I base this prediction on the rapid spread of the idea in this country during the last eight years since the effort has been made to put forward the propaganda; on the tremendous demand that exists for it among women who are now in possession of political power; and on the conclusion reached by eminent eugenicists, like Professor E.W. Macbride, by economists, like John Maynard Keynes and Harold Cox, and by statisticians like Horatio Pollack, that only through the deliberate restriction of births can society escape the catastrophe which will submerge our present civilization.

A World Question

The statesmen of the old world are already face to face with the problem. The solution of it is at hand, and a few years of clear thinking, under the leadership of writers and statesmen will create a demand for a change in our present policy.

In making this prediction I have also vividly in mind the readiness with which the idea of birth control is being accepted in Japan, China and India.

If China--the home of conservatism--can adapt itself to this idea, surely it cannot be long before the conservatism of certain groups in the United States, England and France is compelled to give way before the new forces which are behind the movement for birth control.

Purpose of Movement

In reply to the question, what is the purpose of birth control? I would say briefly that birth control opens the way to a new and better civilization and freer, finer, nobler human race.

It will free women from their age-long slavery to unwilling motherhood.

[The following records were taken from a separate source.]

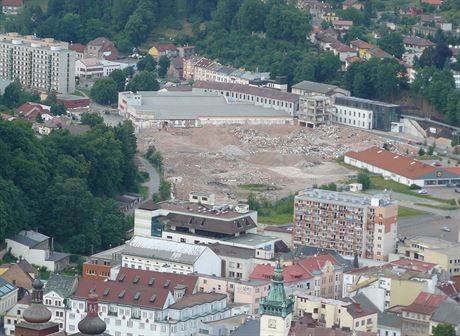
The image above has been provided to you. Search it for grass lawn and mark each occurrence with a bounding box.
[258,214,292,225]
[398,206,429,218]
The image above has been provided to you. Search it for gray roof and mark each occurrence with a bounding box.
[122,236,207,265]
[10,230,49,247]
[292,81,339,94]
[44,274,78,298]
[377,313,402,330]
[431,299,460,326]
[230,320,260,336]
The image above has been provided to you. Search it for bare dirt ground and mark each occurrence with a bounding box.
[138,125,414,202]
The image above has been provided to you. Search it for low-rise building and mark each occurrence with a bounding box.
[398,236,460,276]
[66,268,234,336]
[121,236,222,276]
[294,291,378,332]
[298,96,333,128]
[292,81,350,101]
[332,97,401,132]
[344,146,460,187]
[5,230,69,272]
[2,0,24,15]
[292,189,398,260]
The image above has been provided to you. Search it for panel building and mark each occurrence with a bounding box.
[0,33,76,93]
[292,189,398,260]
[332,97,401,132]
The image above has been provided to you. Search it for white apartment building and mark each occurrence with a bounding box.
[0,33,76,93]
[66,268,231,336]
[121,237,221,276]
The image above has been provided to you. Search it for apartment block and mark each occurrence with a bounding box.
[0,33,76,93]
[292,189,398,260]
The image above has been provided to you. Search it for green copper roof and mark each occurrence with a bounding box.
[260,261,294,317]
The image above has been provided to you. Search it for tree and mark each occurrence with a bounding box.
[358,170,371,190]
[126,71,160,92]
[137,54,157,72]
[433,323,456,336]
[90,77,118,105]
[109,69,126,92]
[378,32,406,58]
[158,55,171,78]
[80,112,104,127]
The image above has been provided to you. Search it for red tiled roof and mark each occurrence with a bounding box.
[75,267,198,309]
[250,254,339,283]
[345,146,439,179]
[390,258,438,272]
[153,43,177,52]
[69,43,86,54]
[350,40,374,49]
[2,0,23,7]
[403,292,447,315]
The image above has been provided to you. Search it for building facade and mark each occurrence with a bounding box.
[0,33,76,93]
[292,189,398,260]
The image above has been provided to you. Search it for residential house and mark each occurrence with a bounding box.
[250,255,343,299]
[82,244,125,281]
[2,0,24,15]
[342,264,439,312]
[332,20,353,32]
[5,230,69,272]
[69,43,86,60]
[84,37,118,61]
[294,291,378,332]
[15,102,53,122]
[0,259,38,292]
[292,81,350,102]
[177,44,195,58]
[198,274,270,315]
[377,313,402,336]
[66,268,235,336]
[342,0,364,10]
[167,57,184,80]
[121,236,222,276]
[43,274,78,330]
[149,43,179,59]
[0,278,18,315]
[398,236,460,276]
[350,39,375,58]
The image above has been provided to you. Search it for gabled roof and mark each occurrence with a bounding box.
[403,292,447,315]
[345,146,438,179]
[44,274,78,299]
[9,230,49,248]
[74,267,198,309]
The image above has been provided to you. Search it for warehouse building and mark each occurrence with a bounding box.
[344,147,460,187]
[118,91,293,130]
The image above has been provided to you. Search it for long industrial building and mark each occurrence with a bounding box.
[118,91,293,130]
[0,33,76,94]
[292,189,398,260]
[344,146,460,187]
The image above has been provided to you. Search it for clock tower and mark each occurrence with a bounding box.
[259,261,294,336]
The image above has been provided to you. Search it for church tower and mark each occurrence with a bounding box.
[259,261,294,336]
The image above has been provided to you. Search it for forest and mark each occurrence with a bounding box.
[0,120,137,254]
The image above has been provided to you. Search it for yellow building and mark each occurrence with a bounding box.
[294,293,378,332]
[398,236,460,276]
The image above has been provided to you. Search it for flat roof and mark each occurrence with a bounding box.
[125,91,292,120]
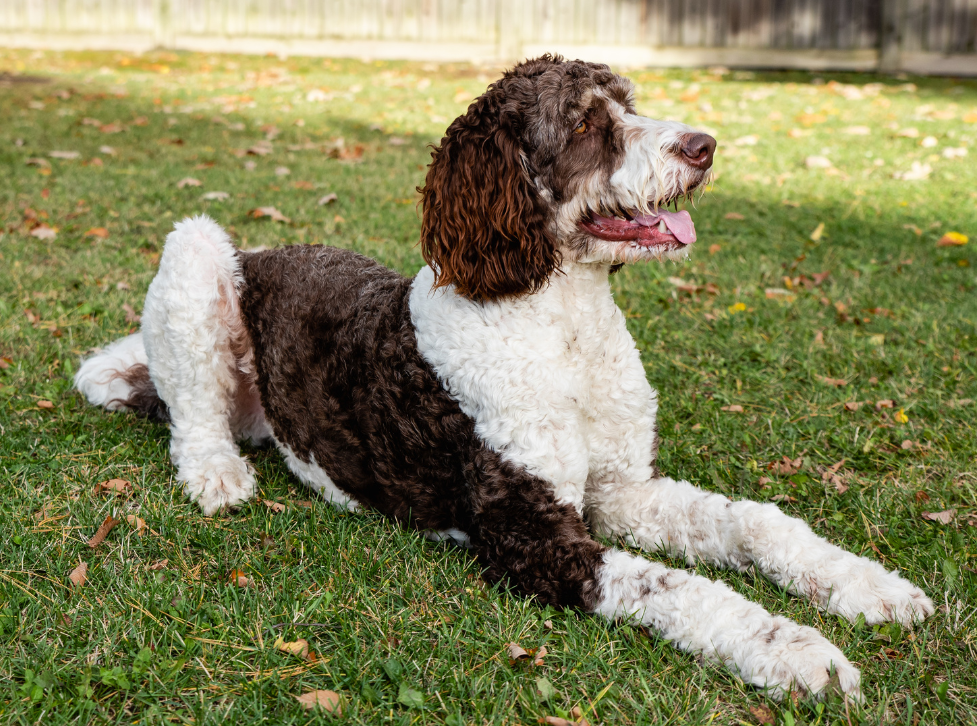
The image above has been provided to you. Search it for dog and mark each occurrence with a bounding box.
[75,56,933,698]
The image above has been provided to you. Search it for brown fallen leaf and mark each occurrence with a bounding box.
[95,479,132,496]
[505,643,529,663]
[122,303,142,323]
[815,376,848,388]
[533,645,549,666]
[920,509,957,524]
[30,222,58,239]
[126,514,146,536]
[769,456,804,476]
[272,638,309,659]
[88,514,121,548]
[68,562,88,587]
[295,691,343,716]
[750,705,777,725]
[248,207,292,224]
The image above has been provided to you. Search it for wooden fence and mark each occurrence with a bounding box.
[0,0,977,75]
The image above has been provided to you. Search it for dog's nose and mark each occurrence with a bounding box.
[682,134,716,169]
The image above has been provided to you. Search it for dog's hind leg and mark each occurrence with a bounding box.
[142,217,268,515]
[587,477,934,625]
[472,470,859,698]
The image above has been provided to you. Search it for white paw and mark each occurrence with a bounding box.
[827,558,935,626]
[737,616,862,701]
[180,454,256,517]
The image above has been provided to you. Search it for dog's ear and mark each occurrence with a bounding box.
[418,88,560,301]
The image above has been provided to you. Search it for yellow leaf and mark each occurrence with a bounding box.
[936,232,970,247]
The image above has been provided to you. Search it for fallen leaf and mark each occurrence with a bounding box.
[248,207,292,224]
[30,222,58,239]
[272,638,309,659]
[769,456,804,476]
[533,645,548,666]
[815,376,848,388]
[505,643,529,663]
[95,479,132,496]
[296,691,343,716]
[68,562,88,587]
[126,514,152,536]
[936,232,970,247]
[122,303,142,323]
[88,514,120,547]
[920,509,957,524]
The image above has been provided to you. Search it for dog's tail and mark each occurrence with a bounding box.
[75,333,170,421]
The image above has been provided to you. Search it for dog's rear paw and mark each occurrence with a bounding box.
[740,617,862,701]
[828,560,936,626]
[180,455,257,517]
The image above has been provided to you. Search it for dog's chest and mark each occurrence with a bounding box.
[410,265,656,507]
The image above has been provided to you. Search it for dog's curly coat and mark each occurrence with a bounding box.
[76,57,933,697]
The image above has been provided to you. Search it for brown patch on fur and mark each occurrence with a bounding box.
[109,363,170,423]
[240,246,606,610]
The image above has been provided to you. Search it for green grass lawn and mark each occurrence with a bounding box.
[0,51,977,726]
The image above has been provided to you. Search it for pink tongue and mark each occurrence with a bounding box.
[634,209,695,245]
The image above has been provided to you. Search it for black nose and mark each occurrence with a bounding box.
[682,134,716,169]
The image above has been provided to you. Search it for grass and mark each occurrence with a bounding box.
[0,50,977,726]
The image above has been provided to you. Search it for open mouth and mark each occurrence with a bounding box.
[580,209,695,249]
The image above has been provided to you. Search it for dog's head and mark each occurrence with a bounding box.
[420,56,716,300]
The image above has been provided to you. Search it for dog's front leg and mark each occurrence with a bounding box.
[472,477,859,698]
[587,477,934,625]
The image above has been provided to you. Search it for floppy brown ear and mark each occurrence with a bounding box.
[419,90,560,301]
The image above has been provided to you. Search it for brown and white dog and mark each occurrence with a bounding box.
[75,56,933,697]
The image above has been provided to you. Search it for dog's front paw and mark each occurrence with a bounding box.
[180,455,257,517]
[738,616,862,701]
[827,558,935,626]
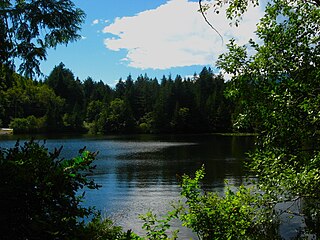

It will insure that each child born into the world shall be welcome, and shall have a fair chance of both sound mind and healthy body as well as for adequate support and care from its parents, and opportunity in life, in a social system, free from the overcrowding of the present day.

An Educational Move

It will banish war--so far as war has been due to over-population and the demand of a nation which is strong and aggressive for a place in the sun for its ever-increasing numbers.

It will raise the level of living for the workers, for the supply will not be so great in excess of the demand as to cause unemployment and the crowding down of wages.

It will diminish the burdens of taxation and charity and so release the more thrifty members of the community and enable them to sustain their numbers.

I have no plan for imposing birth control on the nation by law. Our aim is rather to sweep away legislation which now prevents access to birth control knowledge.